Roles of Ca2+/calmodulin-dependent protein kinase II in subcellular expression of striatal N-Methyl-D-aspartate receptors in L-3, 4-dihydroxyphenylalanine-induced dyskinetic rats
Authors Gan J, Qi C, Liu Z
Received 6 September 2014
Accepted for publication 24 November 2014
Published 13 April 2015 Volume 2015:9 Pages 2119—2128
Checked for plagiarism Yes
Review by Single anonymous peer review
Peer reviewer comments 4
Editor who approved publication: Professor Shu-Feng Zhou
Jing Gan, Chen Qi, Zhenguo Liu
Department of Neurology, Xinhua Hospital affiliated to Shanghai Jiao Tong University Medical School, Shanghai, People’s Republic of China
Background: The role of N-Methyl-D-aspartate (NMDA) receptors is critical to the development of l-3,4-dihydroxyphenylalanine (L-DOPA)-induced dyskinesia (LID) in Parkinson’s disease (PD). Ca2+/calmodulin-dependent protein kinase II (CaMKII) is thought to regulate the expression and activation of NMDA receptors in LID, but the interaction between LID and CaMKII-modulated NMDA receptor activity is not clear so far.
Methods: We used 6-hydroxydopamine-lesioned rats to create PD rat model, and at least 21 days of L-DOPA was administrated followed with or without microinjection of CaMKII inhibitor KN-93 into the lesioned striatum of all the PD rats and sham rats.
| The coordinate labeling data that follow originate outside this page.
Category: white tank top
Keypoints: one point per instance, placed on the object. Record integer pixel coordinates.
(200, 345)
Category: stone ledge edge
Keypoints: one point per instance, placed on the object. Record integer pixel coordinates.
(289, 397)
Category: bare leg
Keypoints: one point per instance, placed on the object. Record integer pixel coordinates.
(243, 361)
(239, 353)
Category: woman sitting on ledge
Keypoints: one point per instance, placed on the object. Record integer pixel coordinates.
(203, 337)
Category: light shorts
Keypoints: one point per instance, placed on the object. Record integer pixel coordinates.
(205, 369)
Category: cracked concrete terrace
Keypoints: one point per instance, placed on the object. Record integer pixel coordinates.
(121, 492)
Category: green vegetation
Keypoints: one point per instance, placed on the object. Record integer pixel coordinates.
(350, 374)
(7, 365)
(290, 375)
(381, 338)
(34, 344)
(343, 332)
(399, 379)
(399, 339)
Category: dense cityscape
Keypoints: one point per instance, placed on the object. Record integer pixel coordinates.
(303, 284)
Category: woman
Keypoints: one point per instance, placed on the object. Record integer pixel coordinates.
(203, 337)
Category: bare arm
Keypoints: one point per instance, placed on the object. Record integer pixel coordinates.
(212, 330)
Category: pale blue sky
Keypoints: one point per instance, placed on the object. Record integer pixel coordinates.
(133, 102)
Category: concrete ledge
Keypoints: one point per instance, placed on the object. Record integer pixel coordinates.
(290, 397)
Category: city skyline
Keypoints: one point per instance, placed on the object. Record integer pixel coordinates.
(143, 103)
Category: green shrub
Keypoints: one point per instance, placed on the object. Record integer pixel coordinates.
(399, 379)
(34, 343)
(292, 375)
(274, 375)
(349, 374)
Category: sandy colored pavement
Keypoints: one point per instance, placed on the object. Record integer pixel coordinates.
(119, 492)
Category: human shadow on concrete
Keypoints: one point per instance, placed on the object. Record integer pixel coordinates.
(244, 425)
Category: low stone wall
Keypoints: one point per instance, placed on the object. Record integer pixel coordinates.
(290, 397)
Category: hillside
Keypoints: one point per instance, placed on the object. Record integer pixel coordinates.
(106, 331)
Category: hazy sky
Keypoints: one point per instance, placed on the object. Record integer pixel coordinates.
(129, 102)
A surface receptor cross-linking assay was used to distinguish expression of striatal NMDA receptors in surface and intracellular compartments.
Results: L-DOPA treatment enhanced surface levels of GluN1 expression and reduced its intracellular expression, but did not change total levels of GluN1 protein in the lesioned striatum. In contrast, L-DOPA decreased GluN2A surface expression but increased its intracellular expression. L-DOPA increased GluN2B expression preferentially in the surface compartment. We also found that L-DOPA increased CaMKII autophosphorylation at T286 in striatal neurons. The inhibition of CaMKII by microinjecting CaMKII inhibitor KN-93 into the lesioned striatum largely reversed the L-DOPA-induced changes in three subunits. In addition, dyskinetic behaviors of animals were observed alleviated after treatment of KN-93.
Conclusion: Our research indicates that long-term L-DOPA administration activates CaMKII in striatal neurons. Activated CaMKII is involved at least in part in mediating L-DOPA-induced changes of NMDA receptors surface/intracellular expression.